A Conformal Mapping and Isothermal Perfect Fluid Model

TL;DR

This paper introduces a new static, inhomogeneous isothermal perfect fluid model based on a conformal spacetime with zero gravitational force but non-zero curvature, expanding solutions for cosmological and bounded fluid spheres.

Contribution

It presents a novel conformal metric approach leading to a unique three-parameter family of static, inhomogeneous isothermal perfect fluid solutions in general relativity.

Findings

Density and pressure decay as R^{-2} in the radial coordinate.

The model can describe both unbounded cosmological and bounded fluid sphere solutions.
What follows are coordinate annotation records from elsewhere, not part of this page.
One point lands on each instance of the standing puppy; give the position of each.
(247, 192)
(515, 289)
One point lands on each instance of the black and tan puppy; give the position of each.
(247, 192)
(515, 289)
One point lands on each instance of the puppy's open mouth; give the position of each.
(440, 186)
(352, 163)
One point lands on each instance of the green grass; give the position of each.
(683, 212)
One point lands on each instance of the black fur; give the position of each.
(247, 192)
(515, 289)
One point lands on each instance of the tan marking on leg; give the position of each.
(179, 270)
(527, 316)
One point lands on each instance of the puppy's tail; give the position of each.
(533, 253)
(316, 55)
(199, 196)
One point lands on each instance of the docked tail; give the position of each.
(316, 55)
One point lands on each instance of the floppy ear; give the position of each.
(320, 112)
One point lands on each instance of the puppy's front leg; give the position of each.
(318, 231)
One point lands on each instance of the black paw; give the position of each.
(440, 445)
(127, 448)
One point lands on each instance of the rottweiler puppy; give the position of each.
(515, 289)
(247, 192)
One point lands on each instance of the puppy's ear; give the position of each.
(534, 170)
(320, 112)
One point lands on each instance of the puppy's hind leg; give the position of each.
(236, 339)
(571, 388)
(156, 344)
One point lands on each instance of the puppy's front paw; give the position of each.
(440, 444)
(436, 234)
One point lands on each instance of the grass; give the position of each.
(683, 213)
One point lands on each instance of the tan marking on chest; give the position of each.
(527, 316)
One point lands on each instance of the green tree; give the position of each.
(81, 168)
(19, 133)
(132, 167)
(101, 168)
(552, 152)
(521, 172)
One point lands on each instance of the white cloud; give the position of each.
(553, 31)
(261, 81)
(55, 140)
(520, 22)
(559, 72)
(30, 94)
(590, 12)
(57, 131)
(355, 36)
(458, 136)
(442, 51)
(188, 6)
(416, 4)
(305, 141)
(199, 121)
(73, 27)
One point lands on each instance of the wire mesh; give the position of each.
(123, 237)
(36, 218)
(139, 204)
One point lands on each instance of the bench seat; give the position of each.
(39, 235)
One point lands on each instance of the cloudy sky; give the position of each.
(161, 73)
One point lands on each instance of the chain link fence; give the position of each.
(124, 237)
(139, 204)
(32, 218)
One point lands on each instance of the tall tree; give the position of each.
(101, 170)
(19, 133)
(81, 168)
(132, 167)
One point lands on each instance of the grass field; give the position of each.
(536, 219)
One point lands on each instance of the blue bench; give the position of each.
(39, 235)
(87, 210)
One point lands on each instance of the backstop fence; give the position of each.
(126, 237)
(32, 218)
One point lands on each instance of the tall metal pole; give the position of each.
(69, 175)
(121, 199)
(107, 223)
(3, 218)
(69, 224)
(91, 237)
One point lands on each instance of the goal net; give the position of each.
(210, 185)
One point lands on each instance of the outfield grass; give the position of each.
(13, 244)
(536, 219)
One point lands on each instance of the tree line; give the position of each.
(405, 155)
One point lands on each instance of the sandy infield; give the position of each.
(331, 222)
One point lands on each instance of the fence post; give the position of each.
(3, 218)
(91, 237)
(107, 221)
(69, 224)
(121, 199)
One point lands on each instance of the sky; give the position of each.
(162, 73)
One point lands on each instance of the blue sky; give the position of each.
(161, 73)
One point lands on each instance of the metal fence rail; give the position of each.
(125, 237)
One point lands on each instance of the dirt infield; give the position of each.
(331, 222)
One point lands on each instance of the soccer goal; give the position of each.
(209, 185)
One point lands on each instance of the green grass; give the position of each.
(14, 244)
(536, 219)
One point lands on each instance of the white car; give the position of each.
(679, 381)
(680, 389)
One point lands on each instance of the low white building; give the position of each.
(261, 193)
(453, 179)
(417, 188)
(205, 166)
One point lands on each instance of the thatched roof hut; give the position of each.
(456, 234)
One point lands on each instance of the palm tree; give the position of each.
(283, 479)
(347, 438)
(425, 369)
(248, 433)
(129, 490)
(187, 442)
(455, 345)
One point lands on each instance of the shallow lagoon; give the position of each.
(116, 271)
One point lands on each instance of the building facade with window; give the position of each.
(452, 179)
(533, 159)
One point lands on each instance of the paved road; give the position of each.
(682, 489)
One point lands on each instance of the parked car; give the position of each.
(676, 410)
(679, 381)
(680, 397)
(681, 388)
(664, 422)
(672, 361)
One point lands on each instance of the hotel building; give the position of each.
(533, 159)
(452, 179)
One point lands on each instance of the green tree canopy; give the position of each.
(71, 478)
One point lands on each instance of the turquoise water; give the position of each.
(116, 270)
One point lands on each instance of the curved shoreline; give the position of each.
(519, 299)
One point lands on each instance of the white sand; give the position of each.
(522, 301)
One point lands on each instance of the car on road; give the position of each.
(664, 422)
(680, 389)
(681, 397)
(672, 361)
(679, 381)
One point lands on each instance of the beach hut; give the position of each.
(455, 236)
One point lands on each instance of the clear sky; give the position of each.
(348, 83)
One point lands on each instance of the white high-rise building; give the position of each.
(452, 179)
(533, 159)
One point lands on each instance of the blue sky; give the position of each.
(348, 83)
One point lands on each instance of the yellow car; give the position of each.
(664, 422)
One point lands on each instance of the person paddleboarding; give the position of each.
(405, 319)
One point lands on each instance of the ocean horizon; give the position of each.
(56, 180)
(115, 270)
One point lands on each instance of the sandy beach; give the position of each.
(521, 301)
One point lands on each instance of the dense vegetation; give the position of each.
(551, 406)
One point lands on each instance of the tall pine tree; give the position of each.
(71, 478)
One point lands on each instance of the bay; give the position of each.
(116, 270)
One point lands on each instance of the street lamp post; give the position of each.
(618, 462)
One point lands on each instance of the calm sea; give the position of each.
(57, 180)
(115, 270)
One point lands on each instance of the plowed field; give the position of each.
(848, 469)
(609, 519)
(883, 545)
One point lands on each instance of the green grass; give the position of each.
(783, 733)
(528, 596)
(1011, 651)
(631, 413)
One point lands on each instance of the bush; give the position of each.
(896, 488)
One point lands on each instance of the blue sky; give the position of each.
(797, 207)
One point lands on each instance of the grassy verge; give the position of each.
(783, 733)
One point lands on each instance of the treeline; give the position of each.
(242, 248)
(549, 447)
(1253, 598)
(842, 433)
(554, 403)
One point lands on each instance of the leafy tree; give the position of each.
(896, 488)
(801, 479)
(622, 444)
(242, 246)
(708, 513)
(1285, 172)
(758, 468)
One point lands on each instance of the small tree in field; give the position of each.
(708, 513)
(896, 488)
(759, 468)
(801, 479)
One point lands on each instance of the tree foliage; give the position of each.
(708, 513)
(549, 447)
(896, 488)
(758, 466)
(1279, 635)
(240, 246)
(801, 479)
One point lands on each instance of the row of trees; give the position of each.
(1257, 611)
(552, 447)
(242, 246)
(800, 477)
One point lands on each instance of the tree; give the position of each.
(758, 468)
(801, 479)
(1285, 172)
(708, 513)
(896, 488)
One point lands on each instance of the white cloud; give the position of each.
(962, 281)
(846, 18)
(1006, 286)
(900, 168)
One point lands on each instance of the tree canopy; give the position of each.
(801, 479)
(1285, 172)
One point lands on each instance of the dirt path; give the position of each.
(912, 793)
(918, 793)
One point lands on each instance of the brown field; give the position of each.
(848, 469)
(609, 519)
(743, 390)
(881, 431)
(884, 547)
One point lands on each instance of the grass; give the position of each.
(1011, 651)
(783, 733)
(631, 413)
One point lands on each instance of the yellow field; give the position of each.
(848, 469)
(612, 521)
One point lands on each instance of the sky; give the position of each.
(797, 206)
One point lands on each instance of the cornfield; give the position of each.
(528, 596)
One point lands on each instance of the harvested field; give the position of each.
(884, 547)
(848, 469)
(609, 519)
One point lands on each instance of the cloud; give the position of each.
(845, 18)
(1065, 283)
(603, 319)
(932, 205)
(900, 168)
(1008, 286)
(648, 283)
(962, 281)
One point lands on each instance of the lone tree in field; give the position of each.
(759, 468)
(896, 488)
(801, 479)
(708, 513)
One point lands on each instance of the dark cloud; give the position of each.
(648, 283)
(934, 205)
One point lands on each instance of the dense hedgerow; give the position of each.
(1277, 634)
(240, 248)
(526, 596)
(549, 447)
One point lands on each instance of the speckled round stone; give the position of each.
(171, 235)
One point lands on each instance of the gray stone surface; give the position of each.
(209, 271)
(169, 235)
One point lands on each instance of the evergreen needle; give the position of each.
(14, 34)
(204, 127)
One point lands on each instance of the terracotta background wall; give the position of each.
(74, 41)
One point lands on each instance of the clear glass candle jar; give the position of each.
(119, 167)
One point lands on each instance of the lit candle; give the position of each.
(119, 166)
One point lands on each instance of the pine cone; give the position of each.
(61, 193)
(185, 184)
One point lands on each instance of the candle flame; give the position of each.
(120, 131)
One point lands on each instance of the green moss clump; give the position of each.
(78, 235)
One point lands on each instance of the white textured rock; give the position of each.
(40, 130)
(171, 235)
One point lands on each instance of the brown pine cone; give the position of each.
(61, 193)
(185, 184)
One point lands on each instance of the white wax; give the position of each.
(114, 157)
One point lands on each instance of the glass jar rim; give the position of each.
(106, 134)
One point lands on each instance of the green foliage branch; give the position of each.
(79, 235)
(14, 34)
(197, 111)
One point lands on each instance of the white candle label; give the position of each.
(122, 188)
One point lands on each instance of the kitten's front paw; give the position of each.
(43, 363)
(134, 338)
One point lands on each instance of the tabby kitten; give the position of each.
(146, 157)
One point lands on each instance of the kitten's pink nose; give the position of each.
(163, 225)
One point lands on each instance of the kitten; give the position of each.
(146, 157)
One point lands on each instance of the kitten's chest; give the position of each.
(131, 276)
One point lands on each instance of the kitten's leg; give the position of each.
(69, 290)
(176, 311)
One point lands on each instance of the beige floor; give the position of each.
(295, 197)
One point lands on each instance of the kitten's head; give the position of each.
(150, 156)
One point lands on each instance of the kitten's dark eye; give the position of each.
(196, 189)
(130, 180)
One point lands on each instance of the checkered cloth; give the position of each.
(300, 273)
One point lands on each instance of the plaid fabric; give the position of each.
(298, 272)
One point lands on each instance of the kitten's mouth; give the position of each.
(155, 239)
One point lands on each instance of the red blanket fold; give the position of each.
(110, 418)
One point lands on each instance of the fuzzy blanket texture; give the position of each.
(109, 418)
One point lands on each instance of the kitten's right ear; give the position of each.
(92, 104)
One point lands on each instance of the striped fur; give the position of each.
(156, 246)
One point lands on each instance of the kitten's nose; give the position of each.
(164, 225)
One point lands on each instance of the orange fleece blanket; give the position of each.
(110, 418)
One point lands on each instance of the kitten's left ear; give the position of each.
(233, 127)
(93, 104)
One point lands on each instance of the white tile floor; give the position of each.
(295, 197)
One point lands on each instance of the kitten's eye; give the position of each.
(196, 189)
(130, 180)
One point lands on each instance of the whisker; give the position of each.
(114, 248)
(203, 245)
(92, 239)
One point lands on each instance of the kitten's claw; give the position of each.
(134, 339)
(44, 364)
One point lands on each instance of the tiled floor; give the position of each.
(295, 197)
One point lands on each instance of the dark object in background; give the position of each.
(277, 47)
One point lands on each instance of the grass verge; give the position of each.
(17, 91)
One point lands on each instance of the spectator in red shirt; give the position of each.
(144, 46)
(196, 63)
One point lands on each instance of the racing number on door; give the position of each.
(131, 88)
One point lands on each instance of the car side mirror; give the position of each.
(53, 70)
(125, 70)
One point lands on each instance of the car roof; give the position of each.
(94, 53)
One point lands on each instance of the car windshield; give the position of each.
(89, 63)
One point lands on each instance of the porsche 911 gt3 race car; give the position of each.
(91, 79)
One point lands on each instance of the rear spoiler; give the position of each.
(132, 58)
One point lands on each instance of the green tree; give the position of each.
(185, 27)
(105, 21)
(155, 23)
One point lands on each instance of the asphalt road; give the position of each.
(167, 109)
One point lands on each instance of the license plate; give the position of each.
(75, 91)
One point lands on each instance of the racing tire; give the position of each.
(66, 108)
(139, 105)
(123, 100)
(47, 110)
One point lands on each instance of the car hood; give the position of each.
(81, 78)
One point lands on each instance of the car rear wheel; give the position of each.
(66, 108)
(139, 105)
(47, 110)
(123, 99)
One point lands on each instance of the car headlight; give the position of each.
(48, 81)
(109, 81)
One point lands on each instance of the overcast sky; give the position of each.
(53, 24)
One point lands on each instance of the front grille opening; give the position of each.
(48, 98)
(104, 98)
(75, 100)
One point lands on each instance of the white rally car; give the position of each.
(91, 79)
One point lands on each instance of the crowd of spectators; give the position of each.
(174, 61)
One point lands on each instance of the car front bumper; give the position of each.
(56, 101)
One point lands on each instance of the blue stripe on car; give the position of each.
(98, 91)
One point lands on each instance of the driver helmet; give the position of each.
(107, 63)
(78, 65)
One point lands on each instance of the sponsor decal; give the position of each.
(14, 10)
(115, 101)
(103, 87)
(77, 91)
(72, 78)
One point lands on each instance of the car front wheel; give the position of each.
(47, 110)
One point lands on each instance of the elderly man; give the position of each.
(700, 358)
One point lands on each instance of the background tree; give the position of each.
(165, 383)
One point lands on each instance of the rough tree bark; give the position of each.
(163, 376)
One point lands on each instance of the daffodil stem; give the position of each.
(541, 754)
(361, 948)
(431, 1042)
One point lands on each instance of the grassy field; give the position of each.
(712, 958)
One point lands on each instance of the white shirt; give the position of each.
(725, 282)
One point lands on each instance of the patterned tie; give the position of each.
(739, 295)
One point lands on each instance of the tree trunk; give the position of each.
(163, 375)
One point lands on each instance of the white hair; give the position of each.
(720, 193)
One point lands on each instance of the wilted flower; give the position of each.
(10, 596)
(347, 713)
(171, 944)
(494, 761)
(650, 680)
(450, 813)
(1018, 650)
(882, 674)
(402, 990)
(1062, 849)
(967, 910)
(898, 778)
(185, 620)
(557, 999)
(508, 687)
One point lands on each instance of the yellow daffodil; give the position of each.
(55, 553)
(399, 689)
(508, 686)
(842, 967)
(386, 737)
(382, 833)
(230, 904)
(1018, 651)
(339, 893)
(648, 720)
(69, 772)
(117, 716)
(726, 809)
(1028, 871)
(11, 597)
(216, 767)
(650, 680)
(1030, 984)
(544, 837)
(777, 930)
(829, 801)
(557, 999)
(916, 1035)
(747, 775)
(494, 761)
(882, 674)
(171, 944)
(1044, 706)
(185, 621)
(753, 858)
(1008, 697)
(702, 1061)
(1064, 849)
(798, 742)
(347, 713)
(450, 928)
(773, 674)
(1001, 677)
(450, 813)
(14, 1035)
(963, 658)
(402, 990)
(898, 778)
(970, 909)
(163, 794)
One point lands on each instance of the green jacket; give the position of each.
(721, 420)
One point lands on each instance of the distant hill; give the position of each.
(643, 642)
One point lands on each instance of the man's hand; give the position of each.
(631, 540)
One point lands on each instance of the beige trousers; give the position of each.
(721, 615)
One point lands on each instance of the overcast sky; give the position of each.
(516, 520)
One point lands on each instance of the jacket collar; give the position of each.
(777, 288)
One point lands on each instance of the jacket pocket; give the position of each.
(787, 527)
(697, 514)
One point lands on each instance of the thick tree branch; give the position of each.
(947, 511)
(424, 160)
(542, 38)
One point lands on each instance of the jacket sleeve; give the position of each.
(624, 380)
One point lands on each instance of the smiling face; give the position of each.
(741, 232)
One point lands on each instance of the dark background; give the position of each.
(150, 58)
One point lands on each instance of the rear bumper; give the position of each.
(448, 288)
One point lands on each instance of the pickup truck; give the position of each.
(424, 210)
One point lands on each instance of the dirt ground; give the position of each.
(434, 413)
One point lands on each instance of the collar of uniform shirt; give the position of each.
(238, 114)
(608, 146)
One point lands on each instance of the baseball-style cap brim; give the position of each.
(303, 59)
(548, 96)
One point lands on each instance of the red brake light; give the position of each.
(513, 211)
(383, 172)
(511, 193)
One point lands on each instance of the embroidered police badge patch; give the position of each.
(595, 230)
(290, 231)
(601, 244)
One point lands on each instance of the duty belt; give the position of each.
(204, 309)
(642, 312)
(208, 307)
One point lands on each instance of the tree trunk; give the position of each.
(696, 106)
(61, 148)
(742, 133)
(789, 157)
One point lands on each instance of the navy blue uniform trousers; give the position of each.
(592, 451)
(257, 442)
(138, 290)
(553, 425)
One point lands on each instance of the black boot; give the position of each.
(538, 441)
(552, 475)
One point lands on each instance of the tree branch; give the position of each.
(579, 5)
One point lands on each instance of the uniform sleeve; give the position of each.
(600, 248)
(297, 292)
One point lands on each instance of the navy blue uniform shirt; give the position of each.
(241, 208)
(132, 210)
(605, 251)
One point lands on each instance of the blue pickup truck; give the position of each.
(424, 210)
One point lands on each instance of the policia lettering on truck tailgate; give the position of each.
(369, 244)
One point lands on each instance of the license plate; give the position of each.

The solution is characterized by a conformal metric with specific curvature properties.

Abstract

Instead of conformal to flat spacetime, we take the metric conformal to a spacetime which can be thought of as ``minimally'' curved in the sense that free particles experience no gravitational force yet it has non-zero curvature. The base spacetime can be written in the Kerr-Schild form in spherical polar coordinates. The conformal metric then admits the unique three parameter family of perfect fluid solution which is static and inhomogeneous. The density and pressure fall off in the curvature radial coordinates as $R^{-2}, $ for unbounded cosmological model with a barotropic equation of state. This is the characteristic of isothermal fluid. We thus have an ansatz for isothermal perfect fluid model. The solution can also represent bounded fluid spheres.